Schotten–Baumann reaction between 4-nitro-3-(trifluoromethyl)aniline [393-11-3] (1) with isobutanoyl chloride [79-30-1] (2) in the presence of triethylamine.

==History==
Flutamide was first synthesized in 1967 by Neri and colleagues at Schering Plough Corporation. It was originally synthesized as a bacteriostatic agent, but was subsequently, and serendipitously found to possess antiandrogen activity. The code name of flutamide during development was SCH-13521. Clinical research of the medication began in 1971, and it was first marketed in 1983, specifically in Chile under the brand name Drogenil and in West Germany under the brand name Flugerel. Flutamide was not introduced in the United States until 1989; it was specifically approved by the U.S. Food and Drug Administration for the treatment of metastatic prostate cancer in combination with a gonadotropin-releasing hormone (GnRH) analogue. The medication was first studied for the treatment of hirsutism in women in 1989. It was the first "pure antiandrogen" to be studied in the treatment of hirsutism.
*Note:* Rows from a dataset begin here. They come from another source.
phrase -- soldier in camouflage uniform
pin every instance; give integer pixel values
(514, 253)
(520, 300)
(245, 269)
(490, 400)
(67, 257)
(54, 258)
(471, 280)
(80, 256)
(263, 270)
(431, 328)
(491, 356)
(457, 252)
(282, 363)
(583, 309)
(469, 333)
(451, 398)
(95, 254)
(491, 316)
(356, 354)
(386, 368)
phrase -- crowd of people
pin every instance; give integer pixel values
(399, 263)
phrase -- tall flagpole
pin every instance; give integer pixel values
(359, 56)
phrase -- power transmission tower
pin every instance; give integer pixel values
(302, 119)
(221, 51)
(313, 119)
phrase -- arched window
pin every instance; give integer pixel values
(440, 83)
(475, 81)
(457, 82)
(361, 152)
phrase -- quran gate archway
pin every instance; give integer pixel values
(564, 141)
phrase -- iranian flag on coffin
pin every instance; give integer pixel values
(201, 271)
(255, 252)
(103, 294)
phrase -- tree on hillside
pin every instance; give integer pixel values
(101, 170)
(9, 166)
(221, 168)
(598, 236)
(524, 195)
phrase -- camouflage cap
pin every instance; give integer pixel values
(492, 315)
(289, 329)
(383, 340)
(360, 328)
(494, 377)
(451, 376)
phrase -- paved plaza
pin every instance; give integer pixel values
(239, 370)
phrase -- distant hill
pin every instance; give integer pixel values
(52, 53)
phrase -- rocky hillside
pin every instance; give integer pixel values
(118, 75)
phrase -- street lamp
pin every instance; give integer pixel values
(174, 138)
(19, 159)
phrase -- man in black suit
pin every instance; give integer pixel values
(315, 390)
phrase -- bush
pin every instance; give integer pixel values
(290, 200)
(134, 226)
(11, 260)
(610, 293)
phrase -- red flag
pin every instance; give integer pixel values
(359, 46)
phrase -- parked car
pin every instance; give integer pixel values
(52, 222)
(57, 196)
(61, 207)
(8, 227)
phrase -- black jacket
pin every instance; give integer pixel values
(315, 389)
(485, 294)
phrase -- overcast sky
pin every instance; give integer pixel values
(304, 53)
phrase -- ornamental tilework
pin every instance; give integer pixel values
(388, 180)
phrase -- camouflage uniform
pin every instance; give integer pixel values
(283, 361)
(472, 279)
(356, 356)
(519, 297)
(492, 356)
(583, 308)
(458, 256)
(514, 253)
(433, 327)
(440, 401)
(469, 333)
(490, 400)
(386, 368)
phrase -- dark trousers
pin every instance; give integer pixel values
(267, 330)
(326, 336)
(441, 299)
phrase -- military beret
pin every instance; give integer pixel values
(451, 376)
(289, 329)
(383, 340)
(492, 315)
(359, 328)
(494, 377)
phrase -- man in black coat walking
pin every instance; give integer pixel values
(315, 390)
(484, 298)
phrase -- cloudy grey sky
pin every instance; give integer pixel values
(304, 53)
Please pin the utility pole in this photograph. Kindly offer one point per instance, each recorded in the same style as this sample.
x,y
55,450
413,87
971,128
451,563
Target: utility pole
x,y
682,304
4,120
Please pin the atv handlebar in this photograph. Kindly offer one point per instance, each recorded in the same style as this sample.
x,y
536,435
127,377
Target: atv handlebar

Flutamide was the first NSAA to be introduced, and was followed by nilutamide in 1989 and then bicalutamide in 1995.

==Society and culture==

===Generic names===
Flutamide is the generic name of the drug and its INN, USAN, BAN, DCF, and JAN. Its names in Latin, German, and Spanish are flutamidum, flutamid, and flutamida, respectively. The medication has also been referred to by the name niftolide.

===Brand names===
Brand names of flutamide include or have included Cebatrol, Cytomid, Drogenil, Etaconil, Eulexin, Flucinom, Flumid, Flutacan, Flutamid, Flutamida, Flutamin, Flutan, Flutaplex, Flutasin, Fugerel, Profamid, and Sebatrol, among others.

===Availability===
Flutamide is marketed widely throughout the world, including in the United States, Canada, Europe, Australia, New Zealand, South Africa, Central and South America, East and Southeast Asia, India, and the Middle East.

==Research==

===Prostate cancer===
The combination of an estrogen and flutamide as a form of combined androgen blockade for the treatment of prostate cancer has been researched.

===Enlarged prostate===
Flutamide has been studied in the treatment of benign prostatic hyperplasia (BPH; enlarged prostate) in men in several clinical studies. It has been found to reduce prostate volume by about 25%, which is comparable to the reduction achieved with the 5α-reductase inhibitor finasteride. Unfortunately, it has been associated with side effects in these studies including gynecomastia and breast tenderness (in about 50% of patients), gastrointestinal disturbances such as nausea, diarrhea, and flatulence, and hepatotoxicity, although sexual function including libido and erectile potency were maintained.

===Breast cancer===
Flutamide was studied for the treatment of advanced breast cancer in two phase II clinical trials but was found to be ineffective. Out of a total of 47 patients, only three short-term responses occurred. However, the patients in the studies were selected irrespective of AR, ER, PR, or HER2 status, which were all unknown.

===Psychiatric disorders===
Flutamide has been studied in the treatment of bulimia nervosa in women.

Flutamide was found to be effective in the treatment of obsessive–compulsive disorder (OCD) in men with comorbid Tourette's syndrome in one small randomized controlled trial. Conversely, it was ineffective in patients with OCD in another study. More research is necessary to determine whether flutamide is effective in the treatment of OCD.